Agora, como é que o filho mais novo se torna o filho encontrado? Eis porquê: porque o pai vai além da lei, que condenaria o filho, e, ao contrário, o redime, através da misericórdia. De fato – explica Recalcati – “embora a lei imponha o apedrejamento aos filhos que não honram o pai e a mãe, este pai não faz uso da lei que confirmaria a sua autoridade”. Fá-lo pela primeira vez privando-se imediatamente dos seus bens, não recordando ao filho, que a herança é para depois da sua morte. Quase como se lhe sugerisse: “você não precisa me matar para ser você mesmo, nem violar a lei para aproveitar a vida”. Ele faz isso pela segunda vez, negando-lhe o tratamento de escravo que seu filho esperava e cobrindo-o com sinais de que o tem como filho. Quase como se lhe dissesse: “não espere condenação, mas perdão. Não olho o seu pecado, mas penso que você é meu filho"! Ele faz isso pela terceira vez comemorando seu retorno. Daí a lógica cristã, que muitos pais crentes e não crentes conheceram e sabem viver: depois de mil advertências aos filhos para não fazerem mal e não se prejudicarem, no final o vencedor é não se deixar vencer pelo mal mas vencer o mal com o bem, e isso os leva a antecipar o perdão antes do arrependimento do filho, a fazer festa por tê-lo encontrado novamente, em vez de culpar-lhe por seus erros. Porque o perdão não é o fruto de um mérito, mas um dom que supera qualquer demérito. Também aqui Recalcati o diz bem: “o perdão não é merecido pelo filho, não recompensa o arrependimento. Pelo contrário, é o que realmente torna isso possível. Torna possível o arrependimento não como um raciocínio cínico (“se o meu pai apoia os seus trabalhadores, pelo menos me manterá assim como a eles...”), mas como conversão, mudança, transformação autêntica”. Teologicamente é claro: o arrependimento merece perdão, mas o perdão o suscita.
O que é notável, do ponto de vista psicológico e educativo, é que aqui o filho é encontrado, porque o pai tem a coragem de perdê-lo. Recalcati observa que “a condição do filho como tal exige sempre o direito à revolta. A família não pode esgotar o horizonte do mundo. Assim como a vida humana precisa de acolhimento, de lar, de família, também, com a mesma intensidade, precisa ir para outro lugar, separar-se, cultivar o próprio segredo.

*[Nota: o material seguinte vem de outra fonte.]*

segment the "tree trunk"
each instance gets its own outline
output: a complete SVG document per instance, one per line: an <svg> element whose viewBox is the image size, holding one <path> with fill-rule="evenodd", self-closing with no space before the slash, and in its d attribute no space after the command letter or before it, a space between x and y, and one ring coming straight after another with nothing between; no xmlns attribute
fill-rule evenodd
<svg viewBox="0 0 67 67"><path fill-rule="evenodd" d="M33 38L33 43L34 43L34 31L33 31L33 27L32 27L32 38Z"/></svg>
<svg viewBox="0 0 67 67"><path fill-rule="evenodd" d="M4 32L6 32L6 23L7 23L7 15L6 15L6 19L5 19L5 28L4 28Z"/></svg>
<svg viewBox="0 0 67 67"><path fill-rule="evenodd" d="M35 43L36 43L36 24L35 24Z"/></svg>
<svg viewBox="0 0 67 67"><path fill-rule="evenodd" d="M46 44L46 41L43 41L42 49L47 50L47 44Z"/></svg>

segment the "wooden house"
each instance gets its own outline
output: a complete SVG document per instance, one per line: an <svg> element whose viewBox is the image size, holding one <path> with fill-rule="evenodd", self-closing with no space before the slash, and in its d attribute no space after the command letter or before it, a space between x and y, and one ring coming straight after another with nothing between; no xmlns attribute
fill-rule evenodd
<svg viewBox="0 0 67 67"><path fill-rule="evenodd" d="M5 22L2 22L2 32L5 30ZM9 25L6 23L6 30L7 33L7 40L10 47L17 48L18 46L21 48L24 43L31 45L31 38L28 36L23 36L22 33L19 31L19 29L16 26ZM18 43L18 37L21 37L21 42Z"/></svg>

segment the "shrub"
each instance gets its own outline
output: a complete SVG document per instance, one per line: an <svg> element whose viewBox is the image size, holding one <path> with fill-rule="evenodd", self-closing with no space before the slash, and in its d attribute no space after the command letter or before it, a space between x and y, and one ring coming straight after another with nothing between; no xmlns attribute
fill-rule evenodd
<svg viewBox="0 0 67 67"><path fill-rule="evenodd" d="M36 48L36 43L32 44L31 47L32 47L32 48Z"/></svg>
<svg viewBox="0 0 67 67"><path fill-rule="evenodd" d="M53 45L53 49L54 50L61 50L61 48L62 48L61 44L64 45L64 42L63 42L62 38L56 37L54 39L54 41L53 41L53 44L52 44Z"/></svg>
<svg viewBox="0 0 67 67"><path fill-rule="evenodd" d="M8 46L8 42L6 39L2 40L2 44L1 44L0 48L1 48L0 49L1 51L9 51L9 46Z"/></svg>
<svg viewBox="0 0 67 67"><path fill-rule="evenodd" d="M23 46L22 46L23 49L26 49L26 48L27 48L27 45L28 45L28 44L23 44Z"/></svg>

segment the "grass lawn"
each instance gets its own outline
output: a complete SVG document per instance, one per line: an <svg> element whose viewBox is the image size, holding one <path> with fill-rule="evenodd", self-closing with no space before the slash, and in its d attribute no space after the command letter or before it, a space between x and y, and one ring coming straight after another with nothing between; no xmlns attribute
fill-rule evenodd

A pertença e a errância são dois pólos igualmente fundamentais do processo de humanização da vida.” Resumindo: quando os pais não aceitam o “risco educativo”, tentarão proteger o filho com a força da lei (que hoje significa excesso de cuidados, de palavras, de instruções, de explicações, de proteções), desequilibrando a relação entre lei e desejo, que é essencial para o crescimento do filho. Agora, porém, a lei é apenas um pedagogo – diz São Paulo – mas o que conta é a graça: portanto, os filhos erram em não observar a lei, mas os pais igualmente erram em desempenhar o papel de intérpretes e guardiões da lei. A lei tem o amor como conteúdo, e o coração do amor é a misericórdia.
O filho sacrificado
É tão desafiador tornar-nos pais e mães segundo o coração de Deus, que a nossa fé se baseia naquilo que Deus fez no coração de Abraão, que de fato os cristãos reconhecem-no como o seu “pai na fé”. Diante do risco perene de “apropriar-se” de um filho, talvez como no caso recebido como dom milagroso de Deus, Deus pede a Abraão que sacrifique Isaque, e desta forma educa Abraão a perder o filho, a saber deixá-lo ir, a dar-se a si mesmo, porque reter um filho por demasiado amor significa impedi-lo de se tornar homem e de alcançar algo novo: “Abraão enfrenta uma prova que, na realidade, todos os pais terão. Deus é o outro simbólico da lei que pede a todo pai real que renuncie à propriedade do filho que gerou. Não é esta a manifestação mais elevada do amor de um pai e, em geral, de cada pai para com um filho? Deixar o filho ir, sabendo perdê-lo, sacrificando todo direito de propriedade, abandonando, como acontece com Abraão, o próprio filho no deserto”.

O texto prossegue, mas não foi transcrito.